# Lesson 3: Exercise 2 - Conform Rider IDs Across PostgreSQL and Neo4j

## Goal

Create a **conformed rider dimension** by reconciling rider identifiers across PostgreSQL (trips) and Neo4j (graph edges). This ensures that analytics can join trips and graph edges using a single, consistent rider key.

## Prerequisites

You should have completed:
- **Lesson 1, Exercise 1**: Connected to PostgreSQL (`raw_trips` table)
- **Lesson 1, Exercise 3**: Connected to Neo4j (graph edges)
- **Lesson 2, Exercise 1**: Designed the `dw_dim_rider` table

## What You Will Build

A Pandas-based conformance process that:

1. Extracts rider identifiers from PostgreSQL trips
2. Extracts rider identifiers from Neo4j graph edges
3. Identifies common and unique riders across systems
4. Creates a unified rider dimension table
5. Validates referential integrity

### Why Conformance Matters

Different source systems often use different naming conventions or ID formats. For example:
- Trips use `rider_id` directly
- Graph edges reference riders as `from_node_id` with `from_node_type = 'Rider'`
- Graph edges also have `rider_segment` attributes not present in trips

Conformance creates a single source of truth for each entity.

---

## Imports and Dependencies

Run this cell first to import all required libraries.

In [None]:
# ========= Imports
import os
from datetime import datetime
from typing import Tuple, List, Set
import numpy as np
import pandas as pd
from sqlalchemy import create_engine, text
from neo4j import GraphDatabase

print("All imports successful!")
print(f"   - pandas version: {pd.__version__}")
print(f"   - numpy version: {np.__version__}")

---
## Configuration

**Important:** These credentials match the populate scripts from Lesson 1. Update only if your environment differs.

In [None]:
# ========= PostgreSQL Configuration ==========
# These match the populate-postgres.py script from Lesson 1.

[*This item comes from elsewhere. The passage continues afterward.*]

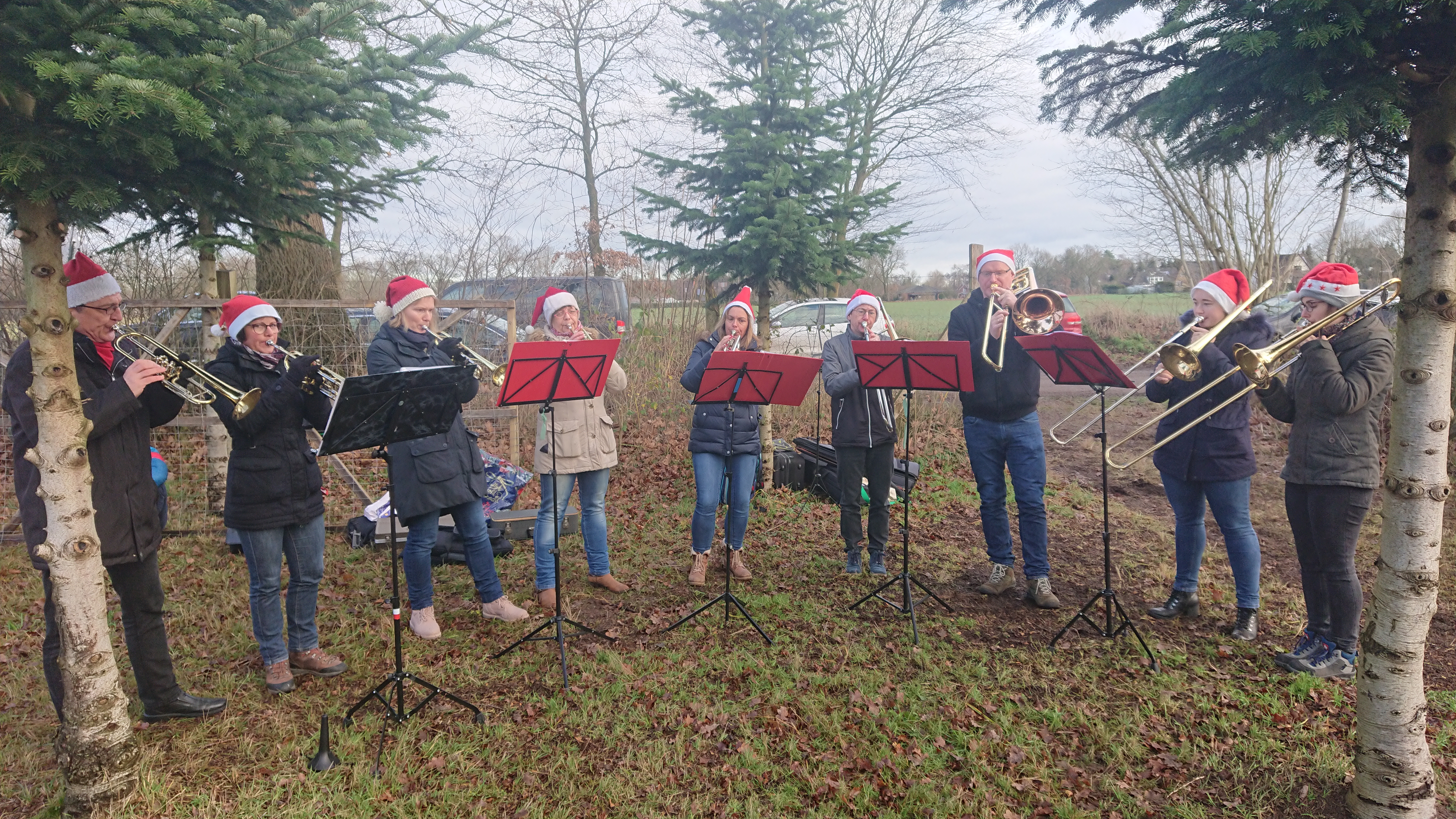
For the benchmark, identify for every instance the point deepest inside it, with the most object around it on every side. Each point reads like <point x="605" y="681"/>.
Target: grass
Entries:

PG_HOST = "localhost"      # Database host
PG_PORT = "5432"           # Database port
PG_DB = "postgres"         # Database name (populate script uses 'postgres')
PG_USER = "temp"           # User from populate-postgres.py
PG_PASSWORD = "temp"       # Password from populate-postgres.py

PG_URI = f"postgresql://{PG_USER}:{PG_PASSWORD}@{PG_HOST}:{PG_PORT}/{PG_DB}"

# ========= Neo4j Configuration ==========
# These match the populate-neo4j.py script from Lesson 1.

NEO4J_URI = "bolt://localhost:7687"  # Neo4j connection URI
NEO4J_USER = "neo4j"                 # User from populate-neo4j.py
NEO4J_PASSWORD = "neo4jpass"         # Password from populate-neo4j.py

# Output path
OUTPUT_DIM_RIDER = "/tmp/dim_rider_conformed.csv"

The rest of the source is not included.